The more important question is what I do next. I'm worried. As it happens, I do have one more large unformatted hard drive in the house, a WD50000AAKS, that I was going to use for a different machine. When I get my courage back, I think I'll try formatting that and cloning this last working drive onto it.

Meanwhile, diskeeper version 9 (we're back to that) says I'm using 92% of my MFT and this is bad. But I'm afraid to touch it.

Posted in Sufficiently Advanced Technology | 10 Comments

A Useful Rule

Joi Ito says,

You know when you lose your connection and both sides frantically try to call each other back and cross paths? Richard Wolpert has a new rule:

  1. if you initiated the call and it drops you call the other person back.
  2. if you received the call and it drops you just wait for the call back.

Pass it on.

Posted in Sufficiently Advanced Technology | 1 Comment

False Alarm

Over the weekend, someone called my office voice mail and left a 228 second message that sounds like a muffled pro tennis match play-by-play.

For a minute there, I thought I had a new social trend spotted in the wild: voice mail spam.

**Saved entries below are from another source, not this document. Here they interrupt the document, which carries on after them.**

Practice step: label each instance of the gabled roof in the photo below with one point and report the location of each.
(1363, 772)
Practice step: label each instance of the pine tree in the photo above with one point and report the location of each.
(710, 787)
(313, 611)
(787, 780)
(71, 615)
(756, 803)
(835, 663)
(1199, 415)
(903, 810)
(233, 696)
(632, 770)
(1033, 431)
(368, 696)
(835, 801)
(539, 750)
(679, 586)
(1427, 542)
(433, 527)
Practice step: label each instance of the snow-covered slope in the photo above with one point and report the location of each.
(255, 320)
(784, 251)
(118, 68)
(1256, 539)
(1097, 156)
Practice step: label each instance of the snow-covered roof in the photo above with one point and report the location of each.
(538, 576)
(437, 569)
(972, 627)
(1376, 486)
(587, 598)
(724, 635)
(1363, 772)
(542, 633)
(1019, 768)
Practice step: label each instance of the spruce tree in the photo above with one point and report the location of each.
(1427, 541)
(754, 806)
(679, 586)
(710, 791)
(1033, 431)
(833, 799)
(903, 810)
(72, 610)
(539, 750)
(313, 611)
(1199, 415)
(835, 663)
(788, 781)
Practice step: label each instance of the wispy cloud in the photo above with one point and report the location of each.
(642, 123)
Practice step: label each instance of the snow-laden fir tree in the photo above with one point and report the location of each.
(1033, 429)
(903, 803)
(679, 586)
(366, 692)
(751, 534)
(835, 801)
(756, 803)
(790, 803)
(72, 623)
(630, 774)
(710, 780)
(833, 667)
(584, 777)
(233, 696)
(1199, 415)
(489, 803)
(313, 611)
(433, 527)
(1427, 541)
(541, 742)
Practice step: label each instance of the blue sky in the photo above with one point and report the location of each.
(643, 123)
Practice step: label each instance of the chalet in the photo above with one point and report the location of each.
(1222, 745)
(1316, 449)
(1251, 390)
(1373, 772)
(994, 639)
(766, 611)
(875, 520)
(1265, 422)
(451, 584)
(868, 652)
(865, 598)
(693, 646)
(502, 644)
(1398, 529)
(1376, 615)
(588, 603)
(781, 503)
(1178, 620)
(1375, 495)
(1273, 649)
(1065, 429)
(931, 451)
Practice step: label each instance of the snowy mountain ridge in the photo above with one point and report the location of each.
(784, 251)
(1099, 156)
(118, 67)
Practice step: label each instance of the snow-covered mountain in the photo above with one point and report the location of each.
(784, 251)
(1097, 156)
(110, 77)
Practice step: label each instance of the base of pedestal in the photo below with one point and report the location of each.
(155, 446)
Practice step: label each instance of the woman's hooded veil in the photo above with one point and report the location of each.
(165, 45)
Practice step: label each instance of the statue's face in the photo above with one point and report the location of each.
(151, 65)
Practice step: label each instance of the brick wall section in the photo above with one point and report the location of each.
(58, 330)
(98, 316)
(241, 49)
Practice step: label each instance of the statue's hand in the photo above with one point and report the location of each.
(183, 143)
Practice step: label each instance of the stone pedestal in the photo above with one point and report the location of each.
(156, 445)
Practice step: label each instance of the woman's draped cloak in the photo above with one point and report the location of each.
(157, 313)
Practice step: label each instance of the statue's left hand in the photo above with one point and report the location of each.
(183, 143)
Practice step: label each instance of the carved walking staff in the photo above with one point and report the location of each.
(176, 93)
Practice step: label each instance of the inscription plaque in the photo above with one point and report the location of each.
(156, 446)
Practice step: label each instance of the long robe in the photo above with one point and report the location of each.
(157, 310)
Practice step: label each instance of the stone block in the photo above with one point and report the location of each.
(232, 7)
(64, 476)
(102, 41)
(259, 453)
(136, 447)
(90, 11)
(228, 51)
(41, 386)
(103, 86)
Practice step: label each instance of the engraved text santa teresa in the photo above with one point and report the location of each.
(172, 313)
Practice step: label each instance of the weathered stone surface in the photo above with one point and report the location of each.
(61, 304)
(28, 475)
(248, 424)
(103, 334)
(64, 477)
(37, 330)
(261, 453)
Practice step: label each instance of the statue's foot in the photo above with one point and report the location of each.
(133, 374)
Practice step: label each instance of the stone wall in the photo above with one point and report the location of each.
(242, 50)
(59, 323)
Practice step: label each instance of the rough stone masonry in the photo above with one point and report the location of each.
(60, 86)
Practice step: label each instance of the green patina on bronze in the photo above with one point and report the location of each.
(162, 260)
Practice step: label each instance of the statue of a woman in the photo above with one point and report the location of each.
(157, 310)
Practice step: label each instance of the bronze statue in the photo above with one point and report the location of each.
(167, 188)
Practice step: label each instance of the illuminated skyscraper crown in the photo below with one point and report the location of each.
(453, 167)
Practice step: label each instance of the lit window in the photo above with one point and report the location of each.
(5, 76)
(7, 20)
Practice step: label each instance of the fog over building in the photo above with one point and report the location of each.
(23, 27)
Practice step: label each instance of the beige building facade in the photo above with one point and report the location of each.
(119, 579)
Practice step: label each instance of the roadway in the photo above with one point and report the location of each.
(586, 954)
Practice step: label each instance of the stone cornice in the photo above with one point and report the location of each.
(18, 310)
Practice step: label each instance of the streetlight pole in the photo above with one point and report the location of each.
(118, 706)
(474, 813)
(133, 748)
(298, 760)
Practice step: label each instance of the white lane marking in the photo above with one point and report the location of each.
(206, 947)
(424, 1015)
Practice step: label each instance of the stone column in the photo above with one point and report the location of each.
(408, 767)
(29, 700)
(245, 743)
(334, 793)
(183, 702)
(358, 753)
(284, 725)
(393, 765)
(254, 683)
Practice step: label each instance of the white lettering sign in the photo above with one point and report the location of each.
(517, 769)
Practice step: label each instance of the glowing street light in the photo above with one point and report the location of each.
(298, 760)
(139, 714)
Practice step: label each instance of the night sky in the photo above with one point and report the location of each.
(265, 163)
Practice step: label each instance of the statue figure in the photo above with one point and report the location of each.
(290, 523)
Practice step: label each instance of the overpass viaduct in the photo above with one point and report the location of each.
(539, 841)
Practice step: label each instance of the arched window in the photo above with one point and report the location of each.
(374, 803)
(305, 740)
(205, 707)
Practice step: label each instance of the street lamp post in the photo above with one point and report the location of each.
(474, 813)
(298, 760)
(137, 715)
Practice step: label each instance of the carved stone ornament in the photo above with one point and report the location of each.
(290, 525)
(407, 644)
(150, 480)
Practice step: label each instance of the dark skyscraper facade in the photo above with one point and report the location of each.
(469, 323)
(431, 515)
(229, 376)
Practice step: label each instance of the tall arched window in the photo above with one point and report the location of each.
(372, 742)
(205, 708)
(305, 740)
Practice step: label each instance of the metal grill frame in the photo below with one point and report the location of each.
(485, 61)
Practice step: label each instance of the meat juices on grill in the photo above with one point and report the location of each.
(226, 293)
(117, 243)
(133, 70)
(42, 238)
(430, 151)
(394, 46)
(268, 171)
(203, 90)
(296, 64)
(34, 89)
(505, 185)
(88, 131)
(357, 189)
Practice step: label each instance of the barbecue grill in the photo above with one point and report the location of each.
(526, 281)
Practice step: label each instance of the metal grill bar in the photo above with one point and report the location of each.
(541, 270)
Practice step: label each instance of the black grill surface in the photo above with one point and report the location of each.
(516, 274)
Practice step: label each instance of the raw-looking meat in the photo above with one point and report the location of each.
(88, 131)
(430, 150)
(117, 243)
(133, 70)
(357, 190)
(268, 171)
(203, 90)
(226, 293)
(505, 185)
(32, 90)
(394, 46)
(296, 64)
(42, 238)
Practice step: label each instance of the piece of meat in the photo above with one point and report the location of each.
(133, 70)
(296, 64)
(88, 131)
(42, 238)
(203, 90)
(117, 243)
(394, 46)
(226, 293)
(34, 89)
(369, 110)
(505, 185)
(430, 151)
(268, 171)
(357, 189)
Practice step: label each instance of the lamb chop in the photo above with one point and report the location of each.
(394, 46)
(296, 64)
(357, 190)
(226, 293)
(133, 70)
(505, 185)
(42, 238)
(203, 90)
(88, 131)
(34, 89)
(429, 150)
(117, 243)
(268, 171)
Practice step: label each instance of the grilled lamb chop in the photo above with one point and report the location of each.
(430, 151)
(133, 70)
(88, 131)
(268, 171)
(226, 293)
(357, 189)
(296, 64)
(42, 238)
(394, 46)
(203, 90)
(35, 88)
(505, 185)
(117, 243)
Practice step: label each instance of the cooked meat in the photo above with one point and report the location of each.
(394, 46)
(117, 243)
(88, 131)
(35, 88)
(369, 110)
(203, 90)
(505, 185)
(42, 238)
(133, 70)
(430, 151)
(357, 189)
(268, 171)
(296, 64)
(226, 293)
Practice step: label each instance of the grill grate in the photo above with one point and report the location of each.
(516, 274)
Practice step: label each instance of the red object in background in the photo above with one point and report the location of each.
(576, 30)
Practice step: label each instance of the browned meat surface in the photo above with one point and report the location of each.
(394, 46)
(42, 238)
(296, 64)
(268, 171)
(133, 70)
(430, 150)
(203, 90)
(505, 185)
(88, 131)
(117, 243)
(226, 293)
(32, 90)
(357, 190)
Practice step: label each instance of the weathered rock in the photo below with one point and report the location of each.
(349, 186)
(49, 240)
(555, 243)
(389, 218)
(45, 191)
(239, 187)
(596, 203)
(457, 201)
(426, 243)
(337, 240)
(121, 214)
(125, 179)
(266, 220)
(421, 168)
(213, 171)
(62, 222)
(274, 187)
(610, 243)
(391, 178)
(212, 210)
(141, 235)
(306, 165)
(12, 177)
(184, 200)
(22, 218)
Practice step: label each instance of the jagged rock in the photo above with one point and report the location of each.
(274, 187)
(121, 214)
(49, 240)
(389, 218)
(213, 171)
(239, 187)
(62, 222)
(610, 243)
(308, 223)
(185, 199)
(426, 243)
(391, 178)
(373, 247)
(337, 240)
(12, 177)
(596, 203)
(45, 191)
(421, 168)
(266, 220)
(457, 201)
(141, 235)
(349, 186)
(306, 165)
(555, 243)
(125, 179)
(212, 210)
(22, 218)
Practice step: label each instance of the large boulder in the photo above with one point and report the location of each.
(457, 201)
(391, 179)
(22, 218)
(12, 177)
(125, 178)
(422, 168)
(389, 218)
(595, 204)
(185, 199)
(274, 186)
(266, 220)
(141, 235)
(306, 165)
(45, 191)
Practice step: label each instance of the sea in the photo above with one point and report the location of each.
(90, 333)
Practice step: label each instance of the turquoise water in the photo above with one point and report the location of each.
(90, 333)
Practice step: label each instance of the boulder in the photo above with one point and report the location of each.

So I called the number from the caller ID.

It's not a social trend. It seems a former student took his young daughter to the tennis match this weekend, and during the match he gave her the cell phone to play with. She happily pushed buttons, it called my office, and I got a recording of a bit of the match.

But I had a nice chat with the dad, who's now a partner in a big local firm and seems to be doing very well.